In desperation, they turned to what’s called a tax credit scholarship -- a school choice option offered in 16 other states, including Florida and Arizona.

To be clear, these special scholarships are not school vouchers, which often get mired in legal challenges because they’re funded through taxpayer money.

Tax credit scholarships are made up of private donations.

Individuals and businesses donate to nonprofits that specialize in these grants and, in return, get sizable tax breaks. Families looking for public school alternatives apply for these scholarships and, if selected, can use them at certain private schools.

Nevada adopted this school choice option about two years ago, following a public outcry for more options.

But these tax credit scholarships are controversial.

Nevaeh Emery, 8, plays the piano in the family room of her Carson City home. She is one of three adopted children in the Emery household. (Gabriel Salcedo/KQED)

California is one of 37 states that have a statute written into their constitutions that prohibits the use of public dollars going to religious causes -- for example, parochial school tuition.

Critics in the Golden State also say these scholarships are a workaround to school vouchers, but that they have the same effect: Take students and money away from local public schools.

They say these grants don’t necessarily get to the kids who need them the most, because often there's no income threshold, so low-income families sometimes compete with middle-class families.

Also, private tax credit scholarships don’t always cover the full cost of tuition, leaving families in a precarious position from year to year.

For the Emery family, tuition at the private Christian school Nevaeh and Grace now attend costs roughly $10,000 combined, which is fully covered by the tax credit scholarships they received this year.

Melanie Emery hugs her two adopted daughters Grace, 6 (left) and Nevaeh, 8 (right). Roughly $10,000 in private school tuition is now covered for both daughters under a school choice option offered by Nevada. (Gabriel Salcedo/KQED)

Melanie and Nick say they could not afford that on his meager salary as a pastor, which is why they’re thankful Nevada and other states do give families the option and resources to make this choice.
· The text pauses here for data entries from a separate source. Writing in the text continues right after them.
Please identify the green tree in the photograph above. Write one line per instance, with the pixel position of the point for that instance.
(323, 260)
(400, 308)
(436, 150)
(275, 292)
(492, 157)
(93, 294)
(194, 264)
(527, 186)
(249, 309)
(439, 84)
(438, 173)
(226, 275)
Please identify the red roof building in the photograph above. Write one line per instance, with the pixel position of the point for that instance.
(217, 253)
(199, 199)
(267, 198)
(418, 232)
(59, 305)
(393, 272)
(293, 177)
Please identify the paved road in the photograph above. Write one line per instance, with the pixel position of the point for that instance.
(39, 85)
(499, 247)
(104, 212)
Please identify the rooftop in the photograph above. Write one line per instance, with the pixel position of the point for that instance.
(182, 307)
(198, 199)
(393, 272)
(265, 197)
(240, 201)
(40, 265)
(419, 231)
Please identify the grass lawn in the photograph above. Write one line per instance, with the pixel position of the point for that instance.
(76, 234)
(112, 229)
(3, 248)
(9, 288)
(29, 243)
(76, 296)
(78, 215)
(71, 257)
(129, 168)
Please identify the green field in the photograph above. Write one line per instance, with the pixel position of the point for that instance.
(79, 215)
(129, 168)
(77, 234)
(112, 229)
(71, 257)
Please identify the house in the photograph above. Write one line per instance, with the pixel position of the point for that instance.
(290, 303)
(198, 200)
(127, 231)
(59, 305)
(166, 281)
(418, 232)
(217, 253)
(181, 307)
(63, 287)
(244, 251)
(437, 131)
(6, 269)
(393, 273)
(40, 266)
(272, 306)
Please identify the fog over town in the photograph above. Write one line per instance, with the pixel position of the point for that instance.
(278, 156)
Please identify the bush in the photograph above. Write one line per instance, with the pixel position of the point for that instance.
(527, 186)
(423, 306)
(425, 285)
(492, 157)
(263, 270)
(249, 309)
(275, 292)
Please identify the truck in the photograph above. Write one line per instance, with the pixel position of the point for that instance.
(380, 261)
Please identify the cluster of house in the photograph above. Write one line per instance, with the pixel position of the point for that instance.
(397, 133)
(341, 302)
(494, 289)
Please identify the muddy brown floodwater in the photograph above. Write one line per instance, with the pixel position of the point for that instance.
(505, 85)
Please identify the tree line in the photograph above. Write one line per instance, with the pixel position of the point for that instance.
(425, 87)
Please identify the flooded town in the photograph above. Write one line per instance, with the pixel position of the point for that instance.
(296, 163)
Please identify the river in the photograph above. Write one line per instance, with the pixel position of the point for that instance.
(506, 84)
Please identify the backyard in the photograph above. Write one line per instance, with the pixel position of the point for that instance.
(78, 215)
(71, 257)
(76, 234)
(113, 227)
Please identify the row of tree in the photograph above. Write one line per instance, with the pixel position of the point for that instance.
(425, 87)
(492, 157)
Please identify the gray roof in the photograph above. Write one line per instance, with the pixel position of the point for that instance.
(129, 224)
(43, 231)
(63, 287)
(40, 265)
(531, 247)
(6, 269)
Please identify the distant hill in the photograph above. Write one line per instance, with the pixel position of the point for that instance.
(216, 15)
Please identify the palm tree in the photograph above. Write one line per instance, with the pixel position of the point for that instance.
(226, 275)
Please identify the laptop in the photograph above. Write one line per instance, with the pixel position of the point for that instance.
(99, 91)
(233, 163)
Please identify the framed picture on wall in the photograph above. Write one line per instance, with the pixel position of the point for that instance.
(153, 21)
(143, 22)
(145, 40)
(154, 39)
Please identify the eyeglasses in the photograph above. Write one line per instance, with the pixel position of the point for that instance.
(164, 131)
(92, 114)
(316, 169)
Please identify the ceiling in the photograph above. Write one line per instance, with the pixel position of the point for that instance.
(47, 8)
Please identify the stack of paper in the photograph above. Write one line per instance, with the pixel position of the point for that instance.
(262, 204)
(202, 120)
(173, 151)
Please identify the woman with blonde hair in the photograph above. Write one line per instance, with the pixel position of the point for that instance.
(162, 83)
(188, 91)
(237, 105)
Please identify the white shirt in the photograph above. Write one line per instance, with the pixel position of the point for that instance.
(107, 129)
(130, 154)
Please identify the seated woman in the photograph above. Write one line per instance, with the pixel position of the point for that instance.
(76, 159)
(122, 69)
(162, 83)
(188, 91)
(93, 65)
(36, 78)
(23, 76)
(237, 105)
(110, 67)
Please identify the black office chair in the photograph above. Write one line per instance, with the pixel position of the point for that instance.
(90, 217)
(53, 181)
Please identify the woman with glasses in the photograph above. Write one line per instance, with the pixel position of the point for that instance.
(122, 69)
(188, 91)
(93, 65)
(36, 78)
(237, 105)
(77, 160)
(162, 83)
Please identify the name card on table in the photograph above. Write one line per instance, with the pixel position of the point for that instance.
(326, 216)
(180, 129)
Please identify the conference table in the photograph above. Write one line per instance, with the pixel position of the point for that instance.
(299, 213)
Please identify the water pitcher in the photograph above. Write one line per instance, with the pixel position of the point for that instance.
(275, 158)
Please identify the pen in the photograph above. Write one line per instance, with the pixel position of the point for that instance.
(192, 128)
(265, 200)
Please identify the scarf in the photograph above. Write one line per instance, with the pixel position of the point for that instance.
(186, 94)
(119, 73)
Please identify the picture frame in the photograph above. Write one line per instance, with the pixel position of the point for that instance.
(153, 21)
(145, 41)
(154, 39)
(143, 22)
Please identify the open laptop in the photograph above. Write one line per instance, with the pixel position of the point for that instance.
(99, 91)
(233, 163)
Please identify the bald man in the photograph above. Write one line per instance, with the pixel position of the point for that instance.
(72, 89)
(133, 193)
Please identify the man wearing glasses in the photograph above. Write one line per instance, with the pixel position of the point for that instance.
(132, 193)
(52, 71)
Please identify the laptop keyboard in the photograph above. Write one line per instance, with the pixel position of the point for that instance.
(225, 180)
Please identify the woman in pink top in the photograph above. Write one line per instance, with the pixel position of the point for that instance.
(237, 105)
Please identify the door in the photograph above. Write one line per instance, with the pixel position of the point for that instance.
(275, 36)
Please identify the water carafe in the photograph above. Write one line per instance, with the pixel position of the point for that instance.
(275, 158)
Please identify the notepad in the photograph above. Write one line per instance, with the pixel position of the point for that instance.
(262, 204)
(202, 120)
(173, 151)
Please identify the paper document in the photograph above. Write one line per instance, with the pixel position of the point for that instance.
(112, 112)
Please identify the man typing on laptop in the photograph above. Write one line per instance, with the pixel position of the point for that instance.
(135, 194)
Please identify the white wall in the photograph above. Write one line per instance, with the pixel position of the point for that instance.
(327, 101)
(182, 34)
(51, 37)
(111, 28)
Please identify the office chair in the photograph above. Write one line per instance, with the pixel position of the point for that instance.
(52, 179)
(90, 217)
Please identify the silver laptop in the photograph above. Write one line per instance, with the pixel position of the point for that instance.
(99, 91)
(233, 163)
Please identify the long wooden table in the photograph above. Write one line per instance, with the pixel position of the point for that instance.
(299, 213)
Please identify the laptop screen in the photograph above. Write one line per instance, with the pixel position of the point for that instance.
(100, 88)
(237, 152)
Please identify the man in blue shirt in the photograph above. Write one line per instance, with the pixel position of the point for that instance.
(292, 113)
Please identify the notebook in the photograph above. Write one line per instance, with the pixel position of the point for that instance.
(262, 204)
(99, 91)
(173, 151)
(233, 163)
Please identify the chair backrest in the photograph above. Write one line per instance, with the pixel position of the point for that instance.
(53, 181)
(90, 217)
"There are people across the nation who also believe in equipping families to make the best choice, and it’s a movement," Nick says. "People are rising up and saying, 'We want to do what’s best in every community, every neighborhood, and for every person.' "

They say their daughters' new school has helped the girls overcome social and emotional problems stemming from early experiences with their birth parents.

“It feels more like a family,” Melanie says. “As far as testing goes, it does test head-and-shoulders above the other schools.”

“Yet it’s still teaching to the same standards that are required of the public schools,” Nick adds. “The teachers have found a way to make it work, and to make it work well.”

At this point, it’s unclear how the Trump administration could force a tax credit system on every state.

If that happens, most educators in California say they’ll fight back.